Importantly, the enhanced syllabus also speaks to one of the Core Curriculum’s original missions: to prepare undergraduates to address “the insistent problems of the present.” Students have asked for acknowledgement of the social realities and politics found in Lit Hum texts; for example, finding ways to discuss the presence of sexual or gendered violence, or of slavery. “Slavery is a defining aspect of life in the Greek and Roman world; it’s alluded to regularly, but none of the texts are about it, or equip students to talk about it directly,” Howley says.
“The choice in 2019 to add Father Comes Home from the Wars — a set of interlinked stories [by playwright Suzan-Lori Parks] about the experience of enslaved people in the time of the American Civil War, that echoes and works with Homer’s Odyssey and also Orestia — started helping us build that bridge. And I think we had an opportunity to expand it further.”
The newly added Life of Aesop is one of the few texts from the ancient Greek and Roman world about the experience of an enslaved person and the experience of enslavement. “It really complicates and enriches the students’ view of the ancient world, and it speaks to glimpses we get of enslavement in other texts,” Howley says. “This really helps us be able to say that when the students are encountering the ancient Greeks and Romans in Lit Hum, they’re really encountering all of them, or at least more of them.”

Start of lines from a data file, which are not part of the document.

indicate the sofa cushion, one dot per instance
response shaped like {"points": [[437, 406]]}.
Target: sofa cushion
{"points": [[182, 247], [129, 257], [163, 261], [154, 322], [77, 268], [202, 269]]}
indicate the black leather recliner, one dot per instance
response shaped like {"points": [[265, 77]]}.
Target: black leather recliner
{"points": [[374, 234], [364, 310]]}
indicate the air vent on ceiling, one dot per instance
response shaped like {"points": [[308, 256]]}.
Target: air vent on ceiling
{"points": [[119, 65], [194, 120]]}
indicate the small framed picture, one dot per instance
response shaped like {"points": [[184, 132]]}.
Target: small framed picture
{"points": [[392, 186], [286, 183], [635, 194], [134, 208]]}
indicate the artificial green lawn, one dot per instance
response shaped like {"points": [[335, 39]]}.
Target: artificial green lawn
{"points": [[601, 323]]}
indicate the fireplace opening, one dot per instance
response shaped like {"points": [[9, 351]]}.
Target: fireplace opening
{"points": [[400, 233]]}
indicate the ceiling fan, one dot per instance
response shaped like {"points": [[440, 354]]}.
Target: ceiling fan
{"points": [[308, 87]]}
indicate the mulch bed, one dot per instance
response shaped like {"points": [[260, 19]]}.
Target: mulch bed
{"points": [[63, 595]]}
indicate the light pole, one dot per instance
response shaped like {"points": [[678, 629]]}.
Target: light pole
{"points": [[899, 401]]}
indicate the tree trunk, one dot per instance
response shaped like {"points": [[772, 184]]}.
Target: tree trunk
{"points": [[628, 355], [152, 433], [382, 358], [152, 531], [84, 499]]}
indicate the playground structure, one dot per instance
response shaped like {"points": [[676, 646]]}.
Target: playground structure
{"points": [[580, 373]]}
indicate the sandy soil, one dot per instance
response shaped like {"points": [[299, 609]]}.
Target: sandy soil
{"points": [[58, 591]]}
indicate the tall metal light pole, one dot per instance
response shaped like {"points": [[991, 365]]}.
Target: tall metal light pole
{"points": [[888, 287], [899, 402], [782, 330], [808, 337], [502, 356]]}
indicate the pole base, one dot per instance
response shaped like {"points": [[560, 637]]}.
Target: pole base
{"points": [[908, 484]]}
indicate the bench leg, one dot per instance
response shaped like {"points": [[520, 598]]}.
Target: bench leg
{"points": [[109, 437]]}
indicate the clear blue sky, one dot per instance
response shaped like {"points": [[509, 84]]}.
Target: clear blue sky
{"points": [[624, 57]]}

Similarly, Dames offers the reason he championed the addition of Césaire’s Notebook of a Return to a Native Land for the Spring term: “There was nothing on the Spring syllabus that directly confronted colonialism, and it felt like a lacuna that needed to be filled,” Dames says. “Césaire fits that way, but I was also intent on not adding another American work or another work in English — this was the first work on the syllabus from the Caribbean, written in French by a Martinican poet. It introduces a perspective on colonialism and the African diaspora from a part of the world students may be less familiar with. But it’s also literarily interesting and very complex; a hybrid between poetry and prose that students won’t have a handle on yet.”
Dames also observed how Machado’s novel The Posthumous Memoirs of Bras Cubás, which is now read between Austen and Dosteyevsky, offers thematic parallels about narration. “With Austen we see for the first time in the course: ‘Here’s a story; I’m going to narrate it to you,’ which raises the question of ‘Whose story is this?’ And in both Machado and then Dostoyevsky, that relationship is even stranger, in that the narrator doesn’t live in the world that they narrate. “Another way to think about it is, these are written by novelists who lack socioeconomic privilege. Jane Austen is writing as a woman in 1813, and Machado is a grandson of freed slaves. They exist in this interesting inside/outside position culturally, and I think that’s a provocative way of thinking of those two novels together.”
The Lit Hum syllabus receives a triannual review, which Howley believes is a good thing. “[Syllabi] should be living documents,” he says. “The other thing to remember is the canon has never been constant. This stuff is always in flux, and we have to find a balance between the names that people know and the names that people don’t. We can’t just keep saying ‘We’re going to teach this because we’ve always taught it.’ We’ve got to do better, and the students expect us to.”